Saturday morning tournament day...
We had 18 anglers fishing the tournament the weather was great high forecast in the mid 80's but the wind was gonna be blowing in the afternoon.
I drew a guy that has been fishing the lake for many years and has won many tournaments so I was excited and ready to go.
I figured that wit all the pressure this lake gets I had to be different and picked up my swim bait and started throwing it. While at the ramp the guys were looking at the bait and laughing at the thought of a Yankee fishing this weed infested lake with an open hooked 2oz swim bait.
After fishing for around 30 Min's and missing one fish i got hit again and hooked up a nice fish close to 5lbs. another 15 Min's another fish 3lbs. the boater still had the skunk on him
I managed to catch 6 keepers on the swimbait before switching to a worm. the boater did manage to catch 10 fish throughout the day with the biggest being a 9.59 monster. no picture  
He won the event with a 3 fish limit weighing 16.89lbs and I took second with 12.93 and a nice $300 check. 
My boater also lost 2 more fish that would have been close to 10lbs This lake rocks I can't wait to get back next year











Wayne


----------



## Nickk (Feb 26, 2008)

I'm soooooooooo jealous!



Great report!

Did you break into Gary's truck and steal a life time supply of Senkos? :lol:


----------



## Jim (Feb 26, 2008)

Nice report Wayne! Looked like you had a good time!


----------



## bAcKpAiN (Feb 26, 2008)

Good Job there Wayne! I have always wanted to fish Florida.


----------



## shizzy (Feb 26, 2008)

Sounds like you had a great time Wayne. Nice pics and report. What lake did you fish the tourney at?


----------



## BassAddict (Feb 26, 2008)

Nice job man!! Glad the baits worked out for ya


----------



## slim357 (Feb 26, 2008)

Nice way to place, what type of swimbait were you using


----------



## jkbirocz (Feb 26, 2008)

> MATTSLURE baby bass swim bait



Nice job, I bet it was nice to see soft water and grass.


----------



## SMDave (Feb 26, 2008)

The amount of senkos in that trailer is probably worth more than the trailer itself


----------



## G3_Guy (Feb 26, 2008)

Great Report Wayne! Thanks for the pics. That is one sweet set-up Gary has.


----------



## FishinsMyLife (Feb 26, 2008)

Nice report and fish! If I had seen that truck/camper/whatever, I wouldn't have been able to resist breaking in. Congrats on your 2nd place finish!


----------



## Captain Ahab (Feb 26, 2008)

Nice report Wayne - finally you did not get rained out in Florida

Huh, who is Gary Yamaha anyway, does he own Yamaha outboards or something?


----------



## redbug (Feb 26, 2008)

I fished lake Istapoka, It is a very shallow lake the deepest water-we fished was 5 ft. 
They have a slot limit that says you must release every fish between 14 and 18 inches and can only have 1 fish over 24" The state gives you a waver for tournament fishing I saw dozens of gators and many types of birds on the water. and yes esquired he owns a bait company... 

Wayne


----------



## SMDave (Feb 26, 2008)

esquired said:


> Nice report Wayne - finally you did not get rained out in Florida
> 
> Huh, who is Gary Yamaha anyway, does he own Yamaha outboards or something?

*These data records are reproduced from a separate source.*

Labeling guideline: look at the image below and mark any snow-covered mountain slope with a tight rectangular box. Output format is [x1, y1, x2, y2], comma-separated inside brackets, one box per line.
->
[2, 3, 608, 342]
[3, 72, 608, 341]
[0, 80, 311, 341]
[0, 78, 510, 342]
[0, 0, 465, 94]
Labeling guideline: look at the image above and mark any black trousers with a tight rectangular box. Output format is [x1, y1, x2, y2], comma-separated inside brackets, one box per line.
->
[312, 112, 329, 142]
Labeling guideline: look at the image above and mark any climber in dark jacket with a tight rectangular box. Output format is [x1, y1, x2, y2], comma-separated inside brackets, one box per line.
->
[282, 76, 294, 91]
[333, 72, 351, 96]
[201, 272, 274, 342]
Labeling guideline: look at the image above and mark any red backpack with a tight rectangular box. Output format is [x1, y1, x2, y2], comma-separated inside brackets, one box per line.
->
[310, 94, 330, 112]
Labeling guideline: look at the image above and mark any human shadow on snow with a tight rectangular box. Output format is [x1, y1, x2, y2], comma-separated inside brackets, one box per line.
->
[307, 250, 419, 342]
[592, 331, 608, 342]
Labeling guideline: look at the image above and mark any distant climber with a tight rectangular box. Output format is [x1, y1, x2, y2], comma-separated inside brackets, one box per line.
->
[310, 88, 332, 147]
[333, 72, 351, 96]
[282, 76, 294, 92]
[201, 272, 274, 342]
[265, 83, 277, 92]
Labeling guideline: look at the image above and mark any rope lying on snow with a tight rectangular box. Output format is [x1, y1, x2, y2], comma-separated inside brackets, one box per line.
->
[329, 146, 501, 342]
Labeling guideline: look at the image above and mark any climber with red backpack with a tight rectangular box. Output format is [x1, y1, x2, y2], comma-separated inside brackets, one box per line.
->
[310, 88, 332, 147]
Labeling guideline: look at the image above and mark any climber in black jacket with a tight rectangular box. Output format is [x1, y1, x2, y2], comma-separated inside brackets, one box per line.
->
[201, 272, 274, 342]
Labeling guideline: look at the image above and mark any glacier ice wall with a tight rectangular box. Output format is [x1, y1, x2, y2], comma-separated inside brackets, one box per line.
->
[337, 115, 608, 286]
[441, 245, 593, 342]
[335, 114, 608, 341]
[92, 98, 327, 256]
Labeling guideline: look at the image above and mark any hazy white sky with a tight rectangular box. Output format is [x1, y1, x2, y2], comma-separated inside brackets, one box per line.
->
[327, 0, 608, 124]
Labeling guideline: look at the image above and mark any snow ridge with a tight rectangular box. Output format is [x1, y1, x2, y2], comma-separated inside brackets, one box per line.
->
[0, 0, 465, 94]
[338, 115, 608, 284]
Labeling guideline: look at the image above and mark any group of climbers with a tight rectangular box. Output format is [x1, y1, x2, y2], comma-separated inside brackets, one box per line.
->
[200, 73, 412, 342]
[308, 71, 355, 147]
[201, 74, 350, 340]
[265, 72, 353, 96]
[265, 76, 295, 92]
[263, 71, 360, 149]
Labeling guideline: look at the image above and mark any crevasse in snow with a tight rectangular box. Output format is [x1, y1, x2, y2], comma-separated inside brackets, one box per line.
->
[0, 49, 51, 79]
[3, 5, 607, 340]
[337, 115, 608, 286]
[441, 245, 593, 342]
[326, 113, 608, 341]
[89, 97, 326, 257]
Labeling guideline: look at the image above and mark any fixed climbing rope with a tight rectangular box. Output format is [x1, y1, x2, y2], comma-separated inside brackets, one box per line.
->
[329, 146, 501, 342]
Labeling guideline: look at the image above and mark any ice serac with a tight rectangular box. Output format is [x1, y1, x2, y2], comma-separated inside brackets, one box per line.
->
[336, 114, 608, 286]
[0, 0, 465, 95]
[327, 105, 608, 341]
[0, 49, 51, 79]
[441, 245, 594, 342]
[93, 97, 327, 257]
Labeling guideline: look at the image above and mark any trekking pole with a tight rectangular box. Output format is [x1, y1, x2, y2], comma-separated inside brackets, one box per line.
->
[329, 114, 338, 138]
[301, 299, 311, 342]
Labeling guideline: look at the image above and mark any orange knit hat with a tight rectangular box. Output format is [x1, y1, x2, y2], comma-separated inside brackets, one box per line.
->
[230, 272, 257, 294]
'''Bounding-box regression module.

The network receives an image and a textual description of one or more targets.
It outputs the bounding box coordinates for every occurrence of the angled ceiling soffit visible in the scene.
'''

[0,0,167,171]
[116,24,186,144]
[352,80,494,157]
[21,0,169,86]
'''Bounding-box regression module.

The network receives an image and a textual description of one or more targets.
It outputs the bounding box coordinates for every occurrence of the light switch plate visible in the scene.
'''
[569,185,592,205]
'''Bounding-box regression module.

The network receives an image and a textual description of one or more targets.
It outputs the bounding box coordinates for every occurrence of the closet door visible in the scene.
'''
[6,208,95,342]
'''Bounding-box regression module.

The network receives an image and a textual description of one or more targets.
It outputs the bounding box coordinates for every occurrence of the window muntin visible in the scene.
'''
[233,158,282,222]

Where do you see Yamaha? :lol:


----------



## Jim (Feb 26, 2008)

SMDave said:


> esquired said:
> 
> 
> > Nice report Wayne - finally you did not get rained out in Florida
> ...





aaaahhhh! young jedi knight! :lol:


----------



## Waterwings (Feb 26, 2008)

Looks like you had a great trip, and nice catchin'!  


I bet it's a real pain launching that boat of GY's off that trailer at a shallow ramp! :shock:


----------



## Captain Ahab (Feb 26, 2008)

SMDave said:


> esquired said:
> 
> 
> > Nice report Wayne - finally you did not get rained out in Florida
> ...








They are made by Gary Yamaha right?


----------



## mtnman (Feb 26, 2008)

great report and congrats on the tournament. Florida fishing is always a blast when they are hitting and its not raining!


----------



## mr.fish (Feb 27, 2008)

Awesome report Redbug. Vacations are the best, but when you get to fish during them, it's even better.


----------



## Derek777 (Feb 29, 2008)

mr.fish said:


> Awesome report Redbug. Vacations are the best, but when you get to fish during them, it's even better.


exactly!
its no vacation without fishing!


----------



## Gamefisher (Feb 29, 2008)

Sounds like a great trip. Congratulations on doing so well, even as a non-boater! That car/boat trailer Yamamoto has is pretty slick.


----------